Been a long time since I've been hiking.

Finally, in the proud parent department, I report that the_child joined her school's track team two weeks ago. She is a hell of a sprinter, so of course they put her in a three-kilometer distance event. Kid's never run for distance in her life. Yesterday was her first track meet, mixed-age girls her grade year and the year above. Her school's four-person team all placed in the top 10 of a field of 50, including the_child her own self, who came in 10th competing against girls mostly older and more experienced than her. I am so very proud of her.

Life, maybe, is returning to normal.

sanguine-hydrant

[cancer] The living dream of water

Had a random memory jump out at me today.

Surgical sedation and the post-op meds tend to induce a pretty thorough retrograde amnesia. I am certain this is a Very Good Thing. But every now and then something bobs to the surface. I remember, for example, trying to explain to the ICU nurse that she and I had just been moving the sofa in my hospital room around. (What sofa?
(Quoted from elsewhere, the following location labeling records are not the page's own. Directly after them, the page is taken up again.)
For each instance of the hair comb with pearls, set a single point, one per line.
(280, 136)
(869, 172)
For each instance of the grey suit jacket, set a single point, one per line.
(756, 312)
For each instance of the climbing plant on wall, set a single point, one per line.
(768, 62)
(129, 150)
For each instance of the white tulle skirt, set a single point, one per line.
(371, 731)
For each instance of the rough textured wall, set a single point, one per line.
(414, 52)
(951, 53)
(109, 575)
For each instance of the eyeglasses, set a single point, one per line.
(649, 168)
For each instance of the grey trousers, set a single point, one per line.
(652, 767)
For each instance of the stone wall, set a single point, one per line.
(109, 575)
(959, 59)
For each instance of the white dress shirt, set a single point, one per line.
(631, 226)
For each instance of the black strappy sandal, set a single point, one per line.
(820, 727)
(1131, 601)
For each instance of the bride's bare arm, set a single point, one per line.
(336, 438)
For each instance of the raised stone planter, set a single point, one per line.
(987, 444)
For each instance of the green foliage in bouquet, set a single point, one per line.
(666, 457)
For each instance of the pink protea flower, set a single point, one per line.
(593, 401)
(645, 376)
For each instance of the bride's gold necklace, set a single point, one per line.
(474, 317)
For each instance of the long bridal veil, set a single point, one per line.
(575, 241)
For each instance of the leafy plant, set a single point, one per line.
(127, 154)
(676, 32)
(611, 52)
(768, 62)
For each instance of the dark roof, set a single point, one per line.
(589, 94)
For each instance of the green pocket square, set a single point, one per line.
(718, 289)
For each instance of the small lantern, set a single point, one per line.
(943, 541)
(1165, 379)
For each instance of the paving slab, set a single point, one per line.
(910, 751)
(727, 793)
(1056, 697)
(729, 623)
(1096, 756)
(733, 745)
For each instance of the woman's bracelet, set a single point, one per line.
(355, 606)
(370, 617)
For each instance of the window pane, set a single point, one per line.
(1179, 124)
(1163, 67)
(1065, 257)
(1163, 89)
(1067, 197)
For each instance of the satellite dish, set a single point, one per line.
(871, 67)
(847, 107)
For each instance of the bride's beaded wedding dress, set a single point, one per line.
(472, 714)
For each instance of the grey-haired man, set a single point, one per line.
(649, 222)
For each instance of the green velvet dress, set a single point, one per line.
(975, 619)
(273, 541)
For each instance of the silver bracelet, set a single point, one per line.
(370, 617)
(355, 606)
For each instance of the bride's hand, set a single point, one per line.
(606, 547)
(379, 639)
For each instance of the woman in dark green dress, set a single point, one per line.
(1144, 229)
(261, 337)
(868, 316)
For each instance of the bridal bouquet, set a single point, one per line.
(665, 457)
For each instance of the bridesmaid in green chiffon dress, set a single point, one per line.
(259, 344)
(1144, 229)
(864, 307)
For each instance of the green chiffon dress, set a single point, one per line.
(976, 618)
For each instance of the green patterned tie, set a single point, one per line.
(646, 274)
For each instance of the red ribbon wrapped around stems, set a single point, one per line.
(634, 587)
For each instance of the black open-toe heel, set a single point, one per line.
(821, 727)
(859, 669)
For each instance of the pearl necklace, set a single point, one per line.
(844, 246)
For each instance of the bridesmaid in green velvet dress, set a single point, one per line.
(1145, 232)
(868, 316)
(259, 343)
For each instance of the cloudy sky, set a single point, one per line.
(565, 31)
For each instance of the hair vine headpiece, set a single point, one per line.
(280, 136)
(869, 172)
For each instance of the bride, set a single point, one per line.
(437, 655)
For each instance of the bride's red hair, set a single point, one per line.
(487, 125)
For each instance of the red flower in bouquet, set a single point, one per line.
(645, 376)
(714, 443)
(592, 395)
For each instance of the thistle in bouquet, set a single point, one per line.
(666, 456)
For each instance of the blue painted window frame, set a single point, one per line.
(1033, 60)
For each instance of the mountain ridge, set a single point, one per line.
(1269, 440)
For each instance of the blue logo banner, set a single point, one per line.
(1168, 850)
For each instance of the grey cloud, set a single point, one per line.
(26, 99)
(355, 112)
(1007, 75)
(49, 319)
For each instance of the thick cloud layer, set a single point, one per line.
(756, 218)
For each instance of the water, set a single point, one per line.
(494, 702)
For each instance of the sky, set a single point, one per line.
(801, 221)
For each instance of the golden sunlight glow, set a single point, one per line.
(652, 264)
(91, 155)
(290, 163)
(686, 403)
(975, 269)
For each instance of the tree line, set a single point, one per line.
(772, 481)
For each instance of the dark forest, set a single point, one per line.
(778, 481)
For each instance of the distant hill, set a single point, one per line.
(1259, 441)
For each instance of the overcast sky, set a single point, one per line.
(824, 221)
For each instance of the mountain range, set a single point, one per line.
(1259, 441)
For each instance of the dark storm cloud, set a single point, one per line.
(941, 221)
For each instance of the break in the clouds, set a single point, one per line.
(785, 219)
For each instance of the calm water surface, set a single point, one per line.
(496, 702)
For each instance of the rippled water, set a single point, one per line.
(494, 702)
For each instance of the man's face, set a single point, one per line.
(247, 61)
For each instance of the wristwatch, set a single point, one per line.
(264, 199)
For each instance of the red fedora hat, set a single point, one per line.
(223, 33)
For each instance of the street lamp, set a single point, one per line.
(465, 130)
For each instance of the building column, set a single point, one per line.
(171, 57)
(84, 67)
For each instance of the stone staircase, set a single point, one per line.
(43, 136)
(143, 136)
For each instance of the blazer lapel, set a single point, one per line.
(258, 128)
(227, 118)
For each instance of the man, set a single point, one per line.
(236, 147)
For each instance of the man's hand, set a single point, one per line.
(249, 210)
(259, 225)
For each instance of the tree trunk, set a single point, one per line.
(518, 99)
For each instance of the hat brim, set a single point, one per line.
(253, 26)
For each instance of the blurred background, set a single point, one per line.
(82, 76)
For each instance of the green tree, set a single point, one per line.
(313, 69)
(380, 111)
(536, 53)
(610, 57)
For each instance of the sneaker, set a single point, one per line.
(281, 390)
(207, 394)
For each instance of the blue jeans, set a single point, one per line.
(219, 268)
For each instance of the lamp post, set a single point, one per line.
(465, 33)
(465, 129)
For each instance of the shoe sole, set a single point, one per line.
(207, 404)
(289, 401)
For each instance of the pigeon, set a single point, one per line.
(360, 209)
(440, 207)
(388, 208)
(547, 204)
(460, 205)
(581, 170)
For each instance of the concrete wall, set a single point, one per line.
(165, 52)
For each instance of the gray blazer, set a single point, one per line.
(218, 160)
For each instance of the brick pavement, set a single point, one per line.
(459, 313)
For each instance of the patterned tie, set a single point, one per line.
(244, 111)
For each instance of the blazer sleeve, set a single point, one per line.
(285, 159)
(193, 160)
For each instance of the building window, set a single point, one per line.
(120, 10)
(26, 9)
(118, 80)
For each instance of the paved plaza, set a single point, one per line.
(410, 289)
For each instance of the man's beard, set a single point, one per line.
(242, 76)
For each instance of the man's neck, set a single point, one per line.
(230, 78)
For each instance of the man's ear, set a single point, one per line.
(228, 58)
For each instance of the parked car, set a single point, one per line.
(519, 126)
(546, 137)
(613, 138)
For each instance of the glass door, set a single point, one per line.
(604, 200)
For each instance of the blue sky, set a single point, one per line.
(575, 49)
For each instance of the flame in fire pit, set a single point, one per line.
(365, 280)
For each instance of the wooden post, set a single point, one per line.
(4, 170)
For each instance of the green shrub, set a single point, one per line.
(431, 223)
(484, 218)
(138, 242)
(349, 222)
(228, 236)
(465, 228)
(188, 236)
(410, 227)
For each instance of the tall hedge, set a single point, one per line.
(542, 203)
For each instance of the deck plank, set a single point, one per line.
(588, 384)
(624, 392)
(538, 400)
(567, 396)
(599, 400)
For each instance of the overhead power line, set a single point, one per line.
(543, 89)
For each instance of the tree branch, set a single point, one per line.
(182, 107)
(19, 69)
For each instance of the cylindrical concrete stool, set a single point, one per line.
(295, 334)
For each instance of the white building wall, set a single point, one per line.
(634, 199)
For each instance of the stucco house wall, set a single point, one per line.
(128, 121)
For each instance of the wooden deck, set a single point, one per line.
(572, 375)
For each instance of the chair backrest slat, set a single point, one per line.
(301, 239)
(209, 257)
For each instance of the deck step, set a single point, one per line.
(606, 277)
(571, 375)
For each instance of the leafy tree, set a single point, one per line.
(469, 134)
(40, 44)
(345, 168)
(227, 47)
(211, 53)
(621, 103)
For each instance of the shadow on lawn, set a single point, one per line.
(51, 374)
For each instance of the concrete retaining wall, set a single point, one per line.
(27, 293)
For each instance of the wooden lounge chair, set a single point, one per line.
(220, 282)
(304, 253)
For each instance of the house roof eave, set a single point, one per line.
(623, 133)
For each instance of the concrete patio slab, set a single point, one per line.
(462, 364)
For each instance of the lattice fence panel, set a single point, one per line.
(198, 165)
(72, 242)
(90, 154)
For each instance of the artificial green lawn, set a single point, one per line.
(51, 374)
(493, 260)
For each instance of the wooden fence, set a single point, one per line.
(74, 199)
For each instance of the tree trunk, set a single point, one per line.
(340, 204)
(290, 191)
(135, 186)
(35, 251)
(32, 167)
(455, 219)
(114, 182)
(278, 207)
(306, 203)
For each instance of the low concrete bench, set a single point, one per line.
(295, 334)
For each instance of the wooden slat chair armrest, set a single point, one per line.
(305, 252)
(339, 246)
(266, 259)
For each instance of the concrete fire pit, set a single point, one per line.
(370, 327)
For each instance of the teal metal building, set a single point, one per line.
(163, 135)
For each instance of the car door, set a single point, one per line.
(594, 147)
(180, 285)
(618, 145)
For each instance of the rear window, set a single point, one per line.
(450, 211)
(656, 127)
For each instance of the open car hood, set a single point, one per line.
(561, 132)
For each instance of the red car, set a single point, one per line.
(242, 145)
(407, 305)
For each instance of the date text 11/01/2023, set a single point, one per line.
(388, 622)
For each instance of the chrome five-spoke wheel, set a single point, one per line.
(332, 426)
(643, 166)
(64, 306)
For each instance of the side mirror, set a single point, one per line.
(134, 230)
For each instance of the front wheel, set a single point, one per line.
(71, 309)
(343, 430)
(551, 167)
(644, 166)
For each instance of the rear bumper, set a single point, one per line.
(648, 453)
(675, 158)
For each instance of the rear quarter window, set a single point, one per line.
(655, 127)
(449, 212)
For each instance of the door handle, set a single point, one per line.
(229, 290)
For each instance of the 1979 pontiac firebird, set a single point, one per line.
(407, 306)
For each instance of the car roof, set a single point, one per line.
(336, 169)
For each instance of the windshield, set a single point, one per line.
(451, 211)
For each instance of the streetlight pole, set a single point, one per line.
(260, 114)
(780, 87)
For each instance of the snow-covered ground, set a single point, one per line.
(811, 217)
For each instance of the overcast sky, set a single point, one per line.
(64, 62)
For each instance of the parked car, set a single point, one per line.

Me?) I'm sure they hear a lot of that stuff.

So today I recalled some post-op point where I had not yet been permitted anything by mouth. Hydration was intravenous. And I was dying for a drink of water. I begged for some water, and they finally gave me one of those little cups of ice and a spoon. Someone, I can't remember who, spooned the ice in. Somewhere in there, I got a sip of water.

Water, in my mouth, then, was like seeing God.

That sense of delight and amazement and revelation and humbling, all at once, came tumbling back today. So odd, how important some things become.